# Week 5 — RST documentation mentor (chatbot)

RAG pipeline: download repo `.rst` docs → chunk & embed → Chroma → answer questions with context.

**Models**
- Chunking: Gemini 2.5 Flash  
- Chat: Gemini 3 Flash  
- Eval: Gemini 2.5 Flash 
- Embeddings: EmbeddingGemma-300M

## Three scripts

| Script | Role |
|--------|------|
| **git_rst_extractor.py** | Download repo zip (tag/branch) → unzip → keep only `.rst` files. |
| **ingest.py** | Load `.rst` → chunk with LLM (headline + summary + text) → embed (SentenceTransformer) → Chroma.
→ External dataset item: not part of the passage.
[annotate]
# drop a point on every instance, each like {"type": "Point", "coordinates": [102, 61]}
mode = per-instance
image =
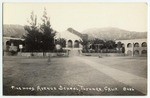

Collection name = last path segment (e.g. `owner_repo_tag_v1.0`). |
| **answer.py** | Retrieve top‑k chunks from Chroma → build system prompt with context → chat LLM → return answer + sources. |

**Flow:** extractor → path → `ingest(path)` → run `app.py` with same collection name for Q&A.

---

## git_rst_extractor.py

- **CLI:** `repo_url`, `ref`; optional `--ref-type {tag|branch}`, `-o/--output-dir`. Output under `output_dir/<owner>_<repo>_<ref_type>_<ref>/`.
- **From code:** `download_github_repo_rst(repo_url, ref, ref_type=..., output_dir=...)` → returns `Path` to folder with only `.rst` files.

---

## ingest.py

- **Pipeline:** `fetch_documents(path)` (subdirs → `.rst` → `{type, source, text}`) → `create_chunks(docs, repo)` (LLM returns headline/summary/original per chunk; optional `Pool`) → `create_embeddings(chunks, collection_name)` (SentenceTransformer + Chroma, batched).
- **Entry:** `ingest(repo)` or CLI: `python ingest.py <path>`.

---

## answer.py

- **Retrieval:** Chroma with same `DB_NAME` and embedding model; `collection_name=repo`; retriever `k=10`.
- **Generation:** System prompt = “technical mentor for {repo}, use context; if empty say so.” Context = concatenated retrieved chunks. Returns `(answer_text, list_of_docs)`.

---

## Usage

**CLI**
```bash
python git_rst_extractor.py https://github.com/owner/repo v1.0 --ref-type tag -o ./download
python ingest.py ./download/owner_repo_tag_v1.0
# Then run app.py; pass repo=owner_repo_tag_v1.0 for answers.
```

**From Python**
```python
from pathlib import Path
from git_rst_extractor import download_github_repo_rst
from ingest import ingest
from answer import answer_question

doc_path = download_github_repo_rst("https://github.com/owner/repo", "main", ref_type="branch", output_dir=Path("./download"))
ingest(str(doc_path))
answer, docs = answer_question("How do I configure X?", repo=doc_path.name, history=[])
```
Use the same `DB_NAME` and embedding model in ingest and answer.